Watson pomoże w analizach biznesowych
IBM uruchomił wersję beta Watson Analytics. To usługa, która na podstawie zestawu danych biznesowych ma odpowiadać na pytania dotyczące kwestii i trendów ekonomicznych związanych z analizowanymi danymi. Watson Analytics ma konkurować z tradycyjnymi narzędziami analitycznymi, które są bardzo skomplikowane w użyciu. Trudno jest zebrać odpowiednie dane i je przeanalizować, jeśli nie jest się specjalistą. I trudno jest używać tych narzędzi - mówi Eric Sall, wiceprezes IBM-a ds. marketingu narzędzi do analiz biznesowych.
Watson Analytics ma w języku naturalnym odpowiadać na skomplikowane pytania. Systemy posługujące się językami naturalnymi stają się coraz bardziej popularne. Najbardziej znane z nich to wirtualni asystenci, jak Siri Apple'a, GoogleNow Google'a czy Cortana Microsoftu. Programy te są w stanie odpowiedzieć na wiele prostych pytań i wykonywać komendy głosowe.
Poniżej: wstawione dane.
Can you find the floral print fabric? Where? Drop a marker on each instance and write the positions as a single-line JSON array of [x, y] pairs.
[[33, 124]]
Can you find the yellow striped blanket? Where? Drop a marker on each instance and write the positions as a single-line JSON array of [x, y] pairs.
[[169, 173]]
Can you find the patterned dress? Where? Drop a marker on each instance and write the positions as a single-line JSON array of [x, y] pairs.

Podobnie działa Watson Analytics. W założeniu jego twórców użytkownik tego systemu nie będzie musiał tworzyć zapytań SQL czy uczyć się obsługi oprogramowania statystycznego, by uzyskać odpowiedź na pytanie dotyczące dużego zestawu danych. Wystarczy, że zada pytanie, a Watson Analytics sam odwoła się do bazy danych, sprawdzi konkretne informacje, przeanalizuje je i odpowie na pytanie.
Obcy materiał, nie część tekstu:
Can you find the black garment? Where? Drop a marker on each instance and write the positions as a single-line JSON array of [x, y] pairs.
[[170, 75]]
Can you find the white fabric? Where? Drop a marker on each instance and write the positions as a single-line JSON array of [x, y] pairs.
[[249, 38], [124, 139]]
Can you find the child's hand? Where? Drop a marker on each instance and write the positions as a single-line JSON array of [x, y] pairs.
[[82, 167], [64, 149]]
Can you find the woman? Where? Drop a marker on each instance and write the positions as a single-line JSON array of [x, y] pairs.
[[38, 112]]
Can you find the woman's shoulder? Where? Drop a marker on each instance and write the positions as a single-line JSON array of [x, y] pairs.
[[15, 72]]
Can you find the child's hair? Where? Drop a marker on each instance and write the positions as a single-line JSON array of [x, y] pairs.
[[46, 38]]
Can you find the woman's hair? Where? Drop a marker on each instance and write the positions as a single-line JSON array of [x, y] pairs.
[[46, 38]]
Nowe narzędzie IBM-a jest skierowane do osób, które obecnie większość analiz biznesowych wykonują w arkuszu kalkulacyjnym bądź korzystają ze specjalistycznego oprogramowania. Watson Analytics odpowie np. na pytanie, która z prowadzonych transakcji ma największe szanse na pomyślne zakończenia czy też, jakie dodatkowe korzyści mogą skłonić pracowników, by pozostali w firmie i nie szukali pracy u konkurencji. Watson potrafi też przygotować dane do analizy, co pozwoli na zaoszczędzenie olbrzymiej ilości czasu. Z szacunków IBM-a wynika bowiem, że przygotowanie danych do analizy zabiera nawet 60% czasu przeznaczonego na analizę.
Komentarze (4)
topiq, 18 września 2014, 12:54
A jeszcze niedawno filmy w których padało pytanie:
"Komputer podaj mi.." to czy tamto, były uznawane za Sci-Fi.
radar, 18 września 2014, 13:37
Coś mi się wydaje, że chcą w końcu zacząć zarabiać na Watsonie, co oczywiście nie jest ani dziwne ani naganne, tyle włożonej kasy musi się kiedyś zwrócić.
Teraz w zależności od skuteczności odpowiedzi lepiej będzie zarabiać na udostępnianiu Watsona albo na wykorzystywaniu jego odpowiedzi do zarabiania
Jajcenty, 18 września 2014, 14:14
Microsoft dopiero co uruchomił podobną usługę w swojej ażurowej chmurze. Jeśli dobrze zrozumiałem każdy może sobie tam wręcz przewidzieć przyszłość. Być może jest to reakcja IBM.
Co do skuteczności softu się nie wypowiadam, ale mam wrażenie że łatwiej zarobić sprzedając umiejętności zarabiania niż zarabiać za pomocą tej umiejętności. Wysyp różnych książek do autokreacji, zachęt do grania Foreksie, systemów na Lotto, etc.